Burjuva iktisadı, kapitalizm güçlünün daha çok kazanmasına, sermaye temerküzüne odaklanırken sosyalizm sınıf çatışmasını iktisadi saiklerin siyasal alandaki üstünlüğüne dayandırır. İslam iktisadında “biriktirme” olmaz, üretim esastır; fakir ve muhtaç, burjuva malına ortak olmasa bile adalet gereği onda hakkı vardır! Kerim devlet bu esasları bünyesinde buluşturmuş; sınıfsızlığı, fakirin varlıklıdan hakkını kendi uhdesine almış, biriktirmeye kalkanlara dur derken, adaletten ve Hakk’tan sapanların mallarına el koyma yöntemini geliştirmiş... Öyle ya “Mülk Allah’ın, Allah adına devletindir!” Kerim devlet mekanizması, iyi kötü neoliberal döneme kadar işliyordu, fakat artık iktisaden biriktirmeye, emlaka, ranta açık zihinler biraz da kredilerle teşekkül etti. Bir iki ev ve araba normalleşti, tüketim maddelerindeki bolluğu hiç hesaba katmıyoruz bile! Bu süreçte Türkiye’nin kodları milli ve yerli dönemde bayrak-ezan-marş simgesellikleri üzerinde heimat- nomos çizgisinde sürse de, iktisadi refahın doların yükselişine bağlı düşmesiyle sarsıldı.

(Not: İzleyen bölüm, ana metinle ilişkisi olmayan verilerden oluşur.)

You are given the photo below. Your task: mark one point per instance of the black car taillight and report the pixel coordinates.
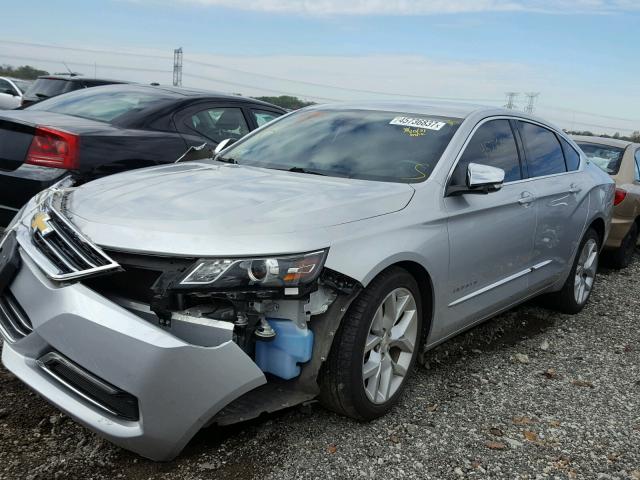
(53, 148)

Bu bakımdan İstiklal Harbi’nde, II. Meclis’te değişen ve güncellenen Türkiye’nin kodları neoliberal zaman diliminde öncelikler bahsiyle farklılaştı, değişme süreci, oluşu el’an devam ediyor. Türkiye’de olup bitenlerin Türkiye’nin kodlarını etkilemeye ve dönüştürmeye başladığını bir şekilde anlamak gerekir. İktisadi olanın, temel ihtiyaç maddelerinden konfora kayması, “yüksek iyiyi” unutturacak bir süreci de başlattı. Devlet sadece halkının ve toprağın güvenliğini, huzurunu, refahını sağlamaz; aynı zamanda ilkeleri, değerleri, erdemleri ikâme eder. Yasa ile ahlak, ilkelerle erdemler arasında belirgin farklar bulunur.

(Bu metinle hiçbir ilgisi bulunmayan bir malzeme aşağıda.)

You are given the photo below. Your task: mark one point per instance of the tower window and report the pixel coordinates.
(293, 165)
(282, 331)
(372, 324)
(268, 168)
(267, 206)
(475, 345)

I. Meclis’ten Takrir-i Sükun’a...
Türkiye’nin kodlarına eğilince yasanın bizde çok da umursanmadığını fark edebiliriz. Retorikte yine millet olarak örfe, töreye, geleneklerimize bağlılığımızı dile getirsek bile devlet organizasyonunu yaparken yasayı ihmal ettiğimiz bir gerçek. Yasanın Türkiye’nin kodlarından çıkışı bir anlamda ulus devlet reflekslerinin, aktif fay hatlarının sürekli enerji yüklemesiyle ilgili. Kabul etmek gerekir ki İttihatçılar, imparatorluğun bittiğini anlamışlar, yavaş yavaş ulus devlete geçecek kurumsal, fikri, toplumsal alt yapıları oluşturmuşlardı. Hristiyan ve Müslüman unsurların ayrılmasından sonra özcü millet tasarımı kendiliğinden zuhur etmeye başladı. Ulus devlet şekillendikçe İstiklal Harbi’nde Yunanlılar kadar “iç isyan”larla ve etnik unsurlarla uğraşılınca kodları yazarken kapalı ve bütünleşik bir ulus tanımına da gidildi.

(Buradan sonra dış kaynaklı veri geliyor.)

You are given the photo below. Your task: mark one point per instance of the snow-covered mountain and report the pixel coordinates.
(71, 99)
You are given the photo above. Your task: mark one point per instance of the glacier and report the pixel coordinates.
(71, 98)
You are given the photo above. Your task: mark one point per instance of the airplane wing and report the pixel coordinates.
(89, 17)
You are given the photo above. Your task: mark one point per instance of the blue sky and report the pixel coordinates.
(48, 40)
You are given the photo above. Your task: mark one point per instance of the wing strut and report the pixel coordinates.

Bugünkü sorunlarımız kadar Cumhuriyet tarihinin genelinde esas mesele; İmparatorluk ufku, ihtiyaçları ve davranışlarının ulus devlet mekanizması, aracı eliyle gerçekleştirilmeye çalışılmasında. Millet olarak nizam-ı âlem kavramını da Asya’dan Avrupa’ya kadar yayılma fikrini de canlı tutuyoruz. Bir yanıyla Batı’nın emperyalizminden farklı bir fetih anlayışı oluşturmak istesek bile, kolonyal düşünceye yatkınız. Bu da kodlarımızdaki gevşekliği, istisnacılığı, nemelazımcılığı, her şeyi yapma hakkına sahip olma pervasızlığını açıklar. Modern devlet, istisna hukukunu yasa çerçevesinde kabul eder. Bizim Türkiye’nin kodlarında yasaya ve ahlaka sadakat, sözleşme, millet bağını bir hukuk ve erdeme bağlama kaygıları görünmüyor.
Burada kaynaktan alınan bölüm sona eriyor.